There is usually more plot and character development which equals more 'story.'

The fact that family/religion/spirituality is important to the character gives depth and meaning.

The writer is free to get a little literary and lyrical with the writing.


----------



## amygamet (Aug 26, 2012)

LOL, the buyers can't be Amish.  True!  Thanks for the laugh!


----------



## The Hooded Claw (Oct 12, 2009)

http://www.amazon.com/Perfect-Square-Shipshewana-Mystery-ebook/dp/B005PMZN3W/ref=pd_sim_kstore_19

Who'd have thunk it, there are Amish murder mysteries too!


----------



## JRTomlin (Jan 18, 2011)

CoraBuhlert said:


> I think it's the appeal of a completely different culture. Plus the 19th century lifestyle of the Amish may seem romantic to many. And Christian romance novels, many of which feature the Amish, are popular in general and not just among Christian readers, but also among those who don't like sex and cursing in their romances.
> 
> I've read one or two Amish books (not pure romance but Amish romantic suspense - yes, it exists) and what I liked about those books was the glimpse into a very different culture.

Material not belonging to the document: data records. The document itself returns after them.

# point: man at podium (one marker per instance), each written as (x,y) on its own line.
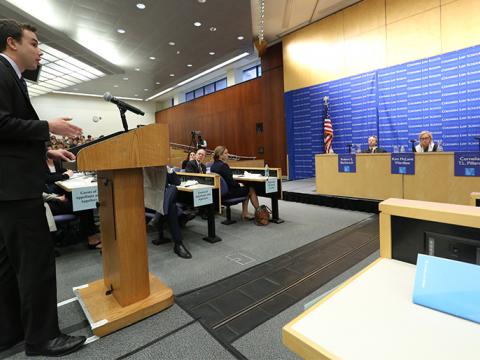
(28,289)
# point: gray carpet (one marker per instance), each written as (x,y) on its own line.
(211,262)
(173,334)
(268,336)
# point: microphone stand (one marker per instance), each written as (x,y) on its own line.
(123,110)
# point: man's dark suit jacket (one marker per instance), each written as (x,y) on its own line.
(22,140)
(192,166)
(376,151)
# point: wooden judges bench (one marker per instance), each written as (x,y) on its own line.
(434,179)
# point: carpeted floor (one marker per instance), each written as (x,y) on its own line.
(173,334)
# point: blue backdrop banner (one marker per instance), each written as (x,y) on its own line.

I'd wonder how true it is to the culture, though. I know the complete mince that romances make of anything Scottish and believe me I shudder. Is there any chance at all they'll do better with Amish? Like actually learn something about it? Or will they just base it on other romances and the movie Witness?

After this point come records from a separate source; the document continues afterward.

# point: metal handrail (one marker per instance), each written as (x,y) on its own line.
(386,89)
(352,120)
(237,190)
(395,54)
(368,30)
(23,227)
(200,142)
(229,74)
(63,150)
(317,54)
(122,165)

Edit: No, I don't hate romances, just hate books that are sloppy in research whatever the genre. Twist my arm _REALLY_ hard and I'll even admit that I occasionally read an LGBT romance.


----------



## CoraBuhlert (Aug 7, 2011)

The Scottish historical romances are truly awful and plenty of historical romances, particularly those written by American authors about non-American settings, are not overly accurate. For some reason, religious historical romances often seem to be a bit more accurate than the regular ones, if only because you don't get well-bred ladies dropping their corsets in a semi-public place for the first handsome rake that comes along or quivering virgins turning into experienced sex-machines during their first time.

Of course, I have been to Scotland, so I can tell how wrong many historical romances get things. However, I have never met a real life Amish person, so it's more difficult to tell whether the authors get things wrong.


----------



## herocious (May 20, 2011)

They have massive parties.


----------



## K. A. Jordan (Aug 5, 2010)

CoraBuhlert said:


> The Scottish historical romances are truly awful and plenty of historical romances, particularly those written by American authors about non-American settings, are not overly accurate.


Ironically enough - I read stories set in America, written by British authors, who also get all kinds of little details wrong. I think it's funny - but my sense of humor is quite twisted.


----------



## CoraBuhlert (Aug 7, 2011)

K. A. Jordan said:


> Ironically enough - I read stories set in America, written by British authors, who also get all kinds of little details wrong. I think it's funny - but my sense of humor is quite twisted.


Oh, I'm not saying that others don't do it. I pretty much avoid any book set in Germany written by a non-German, because even very good authors (e.g. Tim Powers, Roberto Bolanos) who normally do thorough research get things wrong.

But somehow the problem is particularly bad with historical romances, which are overwhelmingly set in Britain and overwhelmingly written by American authors with a few Australians mixed in. So unless an authors comes highly recommended or is a known quantity (e.g. you can rely on Carla Kelly to do her research, whether she's writing a regency romance or Mormon inspirational romances), I mostly don't bother anymore, because I can take only so many "And then the virginal miss had hot and sweaty sex with the most notorious rake in the whole realm in the backroom at Almack's" scenes.

What's done to Scotland is even worse. Much of the time you can't even tell whether the books is supposed to be set in the Middle Ages or the 19th century or sometime in between and neither can the author. I tend to call those Scottish historical romances kiltrippers, because that's what they are.


----------



## JRTomlin (Jan 18, 2011)

CoraBuhlert said:


> What's done to Scotland is even worse. Much of the time you can't even tell whether the books is supposed to be set in the Middle Ages or the 19th century or sometime in between and neither can the author. I tend to call those Scottish historical romances kiltrippers, because that's what they are.


Oh, good name for them. They are seriously painful to read. Heck, I've seen some contemporary "Scottish" romances where you had to wonder what planet they think Scotland is on.


----------